Davalı Karbem Giyim Sanayi ve Tic. Ltd. Şti vekili ,mahkemenin sadece tanık beyanları ile hüküm kurduğu, somut delil bulunmadığı,hak düşürücü sürenin geçtiği gerekçeleriyle yerel mahkeme kararını istinaf etmiştir.
B- BAM KARARI
1001073 ve 1060449 sicil numaralı işyerlerinin aynı işverene ait olması, davacının 1060449 sicil numaralı işyerinde geçen 18/09/1999 – 15/04/2000 tarih aralığındaki çalışmaların Kuruma bildirilmesi ve aynı işverene ait 1001073 sicil numaralı işyerinde geçen 01/06/1999 - 17/09/1999 tarihleri arasındaki dönem yönünden tespit talebinde bulunulması karşısında hak düşümü süresinin geçtiğinden bahsedilemeyeceği, ihtilaflı dönemin tamamında bordrolu tanık niteliğinde olan ... ve ...’nun süre belirtmeksizin davacının davalı işverenin Karum İş Merkezindeki çalışmalarını doğrulayan beyanları dikkate alındığında davacının hüküm altına alınan şekilde çalışmasının sabit olduğu gerekçeleri ile davalı vekili ile feri müdahil Kurum vekillerinin istinaf başvurularının Hukuk Muhakemeleri Kanununun 353/1-b.1 maddesi gereğince ayrı ayrı esastan reddine karar vermiştir.
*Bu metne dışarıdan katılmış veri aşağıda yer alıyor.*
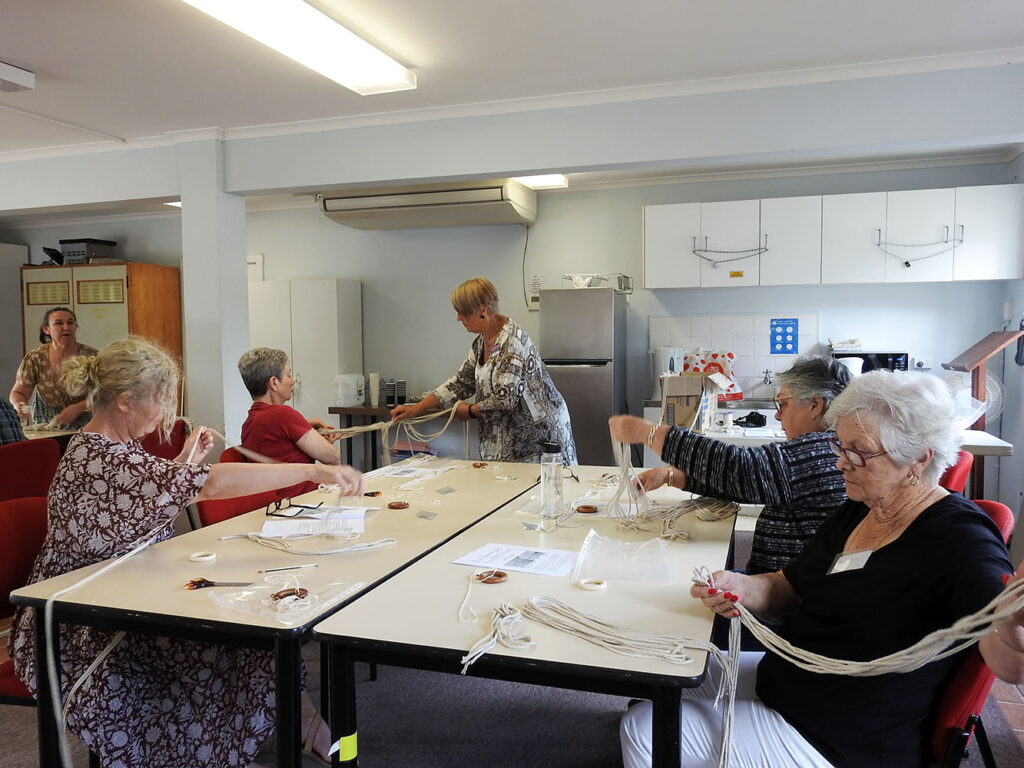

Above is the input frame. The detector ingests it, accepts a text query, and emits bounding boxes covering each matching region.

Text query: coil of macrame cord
[321,402,460,464]
[463,568,1024,768]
TEMYİZ KANUN YOLUNA BAŞVURU VE NEDENLERİ:
Fer’i Müdahil Kurum vekili ,istinaf gerekçeleri ile aynı hususlarda kararı temyiz etmiştir.
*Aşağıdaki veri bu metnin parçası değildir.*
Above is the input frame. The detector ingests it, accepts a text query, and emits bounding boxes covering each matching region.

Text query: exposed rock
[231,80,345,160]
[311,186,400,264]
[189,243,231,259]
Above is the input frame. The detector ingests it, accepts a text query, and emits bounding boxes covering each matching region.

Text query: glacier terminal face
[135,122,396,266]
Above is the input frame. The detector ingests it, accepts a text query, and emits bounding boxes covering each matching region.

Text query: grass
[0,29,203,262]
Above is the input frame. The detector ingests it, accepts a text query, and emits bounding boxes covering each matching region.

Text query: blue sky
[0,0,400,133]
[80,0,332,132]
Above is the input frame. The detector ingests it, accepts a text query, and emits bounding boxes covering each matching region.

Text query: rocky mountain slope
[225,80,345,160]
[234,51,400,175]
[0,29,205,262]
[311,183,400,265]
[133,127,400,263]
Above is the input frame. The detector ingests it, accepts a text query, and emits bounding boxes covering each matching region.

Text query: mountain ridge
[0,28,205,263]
IV- İLGİLİ HUKUK KURALLARI VE İNCELEME:
Dava, 506 sayılı Kanunun 79/10. ve 5510 sayılı Kanun’un m. 86/9. maddesi uyarınca açılmış hizmet tespiti davasıdır. Maddeye göre, “Yönetmelikle tespit edilen belgeleri işveren tarafından verilmeyen veya çalıştıkları Kurumca tespit edilemeyen sigortalılar, çalıştıklarını hizmetlerinin geçtiği yılın sonundan başlayarak 5 yıl içerisinde mahkemeye başvurarak alacakları ilam ile ispatlayabilirlerse, bunların mahkeme kararında belirtilen aylık kazanç toplamları ile prim ödeme gün sayıları nazara alınır.”
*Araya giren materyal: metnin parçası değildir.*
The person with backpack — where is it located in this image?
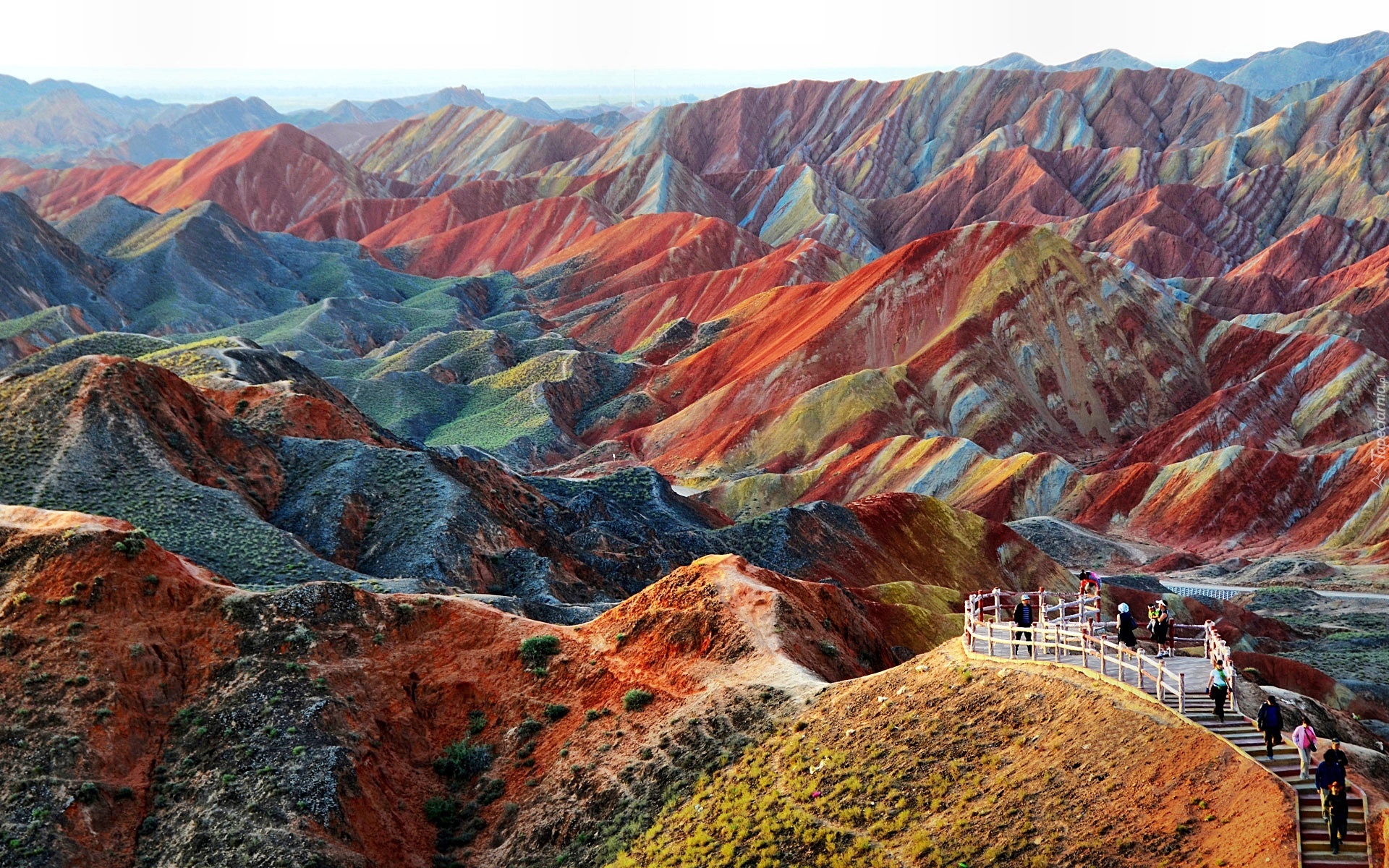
[1206,660,1229,723]
[1114,603,1137,649]
[1294,718,1317,780]
[1013,595,1036,657]
[1147,600,1172,657]
[1157,600,1176,657]
[1327,739,1348,768]
[1257,696,1283,760]
[1317,750,1346,820]
[1324,780,1350,856]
Hizmet akdi ile bir veya birden fazla işveren tarafından çalıştırılanların hizmetlerin tespitine ilişkin davalar, kamu düzenine ilişkindir. Bu nedenle özel bir duyarlılıkla ve özenle yürütülmesi zorunludur. Bu çerçevede hak kayıplarının ve gerçeğe aykırı sigortalılık süresi edinme durumlarının önlenmesi, temel insan haklarından olan sosyal güvenlik hakkının korunabilmesi için, bu tür davalarda tarafların gösterdiği kanıtlarla yetinilmeyerek, gerekli araştırmaların re"sen yapılması ve kanıtların toplanması gerektiği göz önünde bulundurulmalıdır.
506 sayılı Kanunun 79/10. maddesi hükmüne göre; Kuruma bildirilmeyen hizmetlerin sigortalı hizmet olarak değerlendirilmesine ilişkin davanın, tespiti istenen hizmetin geçtiği yılın sonundan başlayarak 5 yıl içinde açılması gerekir. Bu yönde, anılan madde hükmünde yer alan hak düşürücü süre; yönetmelikle tespit edilen belgeleri işveren tarafından verilmeyen veya çalışmaları Kurumca tespit edilemeyen sigortalılar için geçerlidir. Bir başka anlatımla; sigortalıya ilişkin olarak işe giriş bildirgesi, dönem bordrosu gibi yönetmelikte belirtilen belgelerin Kuruma verilmesi ya da çalışmaların Kurumca tespit edilmesi halinde; Kurumca öğrenilen ve sonrasında kesintisiz biçimde devam eden çalışmalar bakımından hak düşürücü sürenin geçtiğinden söz edilemez.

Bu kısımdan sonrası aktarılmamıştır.